The words 'piss', 'up' and 'brewery' come to mind.

German Index tracking funds were forced to buy VW shares to keep in line with the index weighting in what amounts to guaranteed losses for million of Germans. During all this time the market regulators sat on the fence and did nothing. No suspending of trading, no limits, nothing. Finally the Dax announced that all would end on Monday. I guess this waiting game is so the Herr Steinbruck can find a way of blaming their totally inept handling of the affair on someone else, the evil Swiss perhaps.

I am reminded of the chant when England beat Germany at football 5-1. "Let's all laugh at Germany."

Of course the Swiss banks, mainly UBS have smarted from losses and bad moves, but we have kept the bail outs in-house. If Europe is such a great idea then I would have expected to have Hungary (an EU member state) bailed out by its European 'partners' not so, the IMF did that.

By the way Herr Steinbruck, my house prices has not gone down 30%, and there are no foreclosure signs in my village.

I would suggest that before the European community starts being tough guys with Switzerland they get themselves into a position where corruption is routed out of the EU Commission, that the EU actually creates a regulatory system that works rather than just fleecing its members, that politicians stop taking money from the banks they are supposed to oversee and that governments create a workable tax system that doesn't tax the life out of its citizens, perhaps then they will not seek out 'tax havens'.

The whole EU community should take a long hard look at the way Switzerland runs its affairs. We have true democracy here with referendum on pretty much everything, we have a firm but fair regulatory system that protects against systemic risk.

The EU may also want to consider the rule here that if a lender is found to have not done sufficient investigation into the ability of the borrower to repay the loan, then the lender becomes liable.

This simple ruling adopted by the loud mouthed politicians in the EU scrambling to blame everyone else, would have killed this current crisis before it even started.

When Houdini was performing his tricks he said the essence of magic was misdirection, get your 'mark' to concentrate on something else while you performed your 'magic'. This is a classic case of misdirection. Blame the tax havens for your problems so they won't notice you trying to shovel away the excrement you have left on your own doorstep.

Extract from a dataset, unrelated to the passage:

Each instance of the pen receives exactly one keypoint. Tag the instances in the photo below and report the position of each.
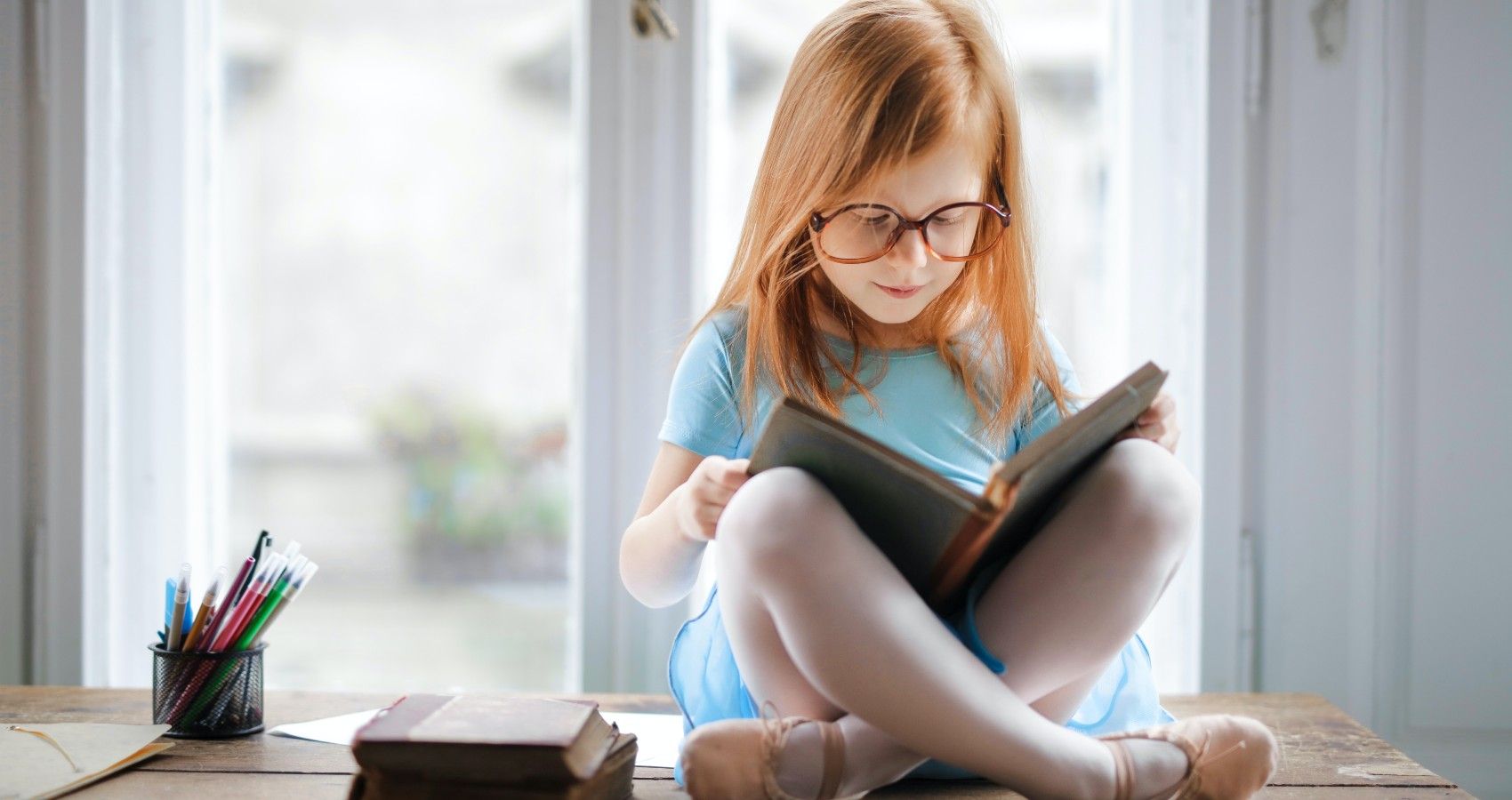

Thanks Herr Steinbruck, for your opinions, but next time we want them we will ask... just don't hold your breath.

2 comments:

Anonymous said...

Very interesting take on the state of European business. Found your article on Digg. Can't we all just get along and make money?

Asset Manager said...

Hi Alex

Thanks for your comment. I couldn't agree more with your sentiment.

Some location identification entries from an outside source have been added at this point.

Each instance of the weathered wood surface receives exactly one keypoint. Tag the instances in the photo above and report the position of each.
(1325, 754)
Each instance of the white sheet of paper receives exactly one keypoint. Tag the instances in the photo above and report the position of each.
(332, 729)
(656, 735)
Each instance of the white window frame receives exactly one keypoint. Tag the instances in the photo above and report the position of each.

My problem with the EU is that it is beginning to act as if it has the solution to all our problems when, clearly, it needs to sort its own problems first.

Switzerland voted to stay out of Europe and that vote should be respected. But is seems that certain politicians cannot accept that anyone would not want to be part of Europe and attacks wherever it can, the low hanging fruit is the tax issue of course.

Politicians have been happy to spout on about globalisation and 'free trade' but it appears that this is OK as long as the competition is on their terms.

Tax is just another competitive element in fiscal policy, if the EU can't compete on this then they should accept it and move on.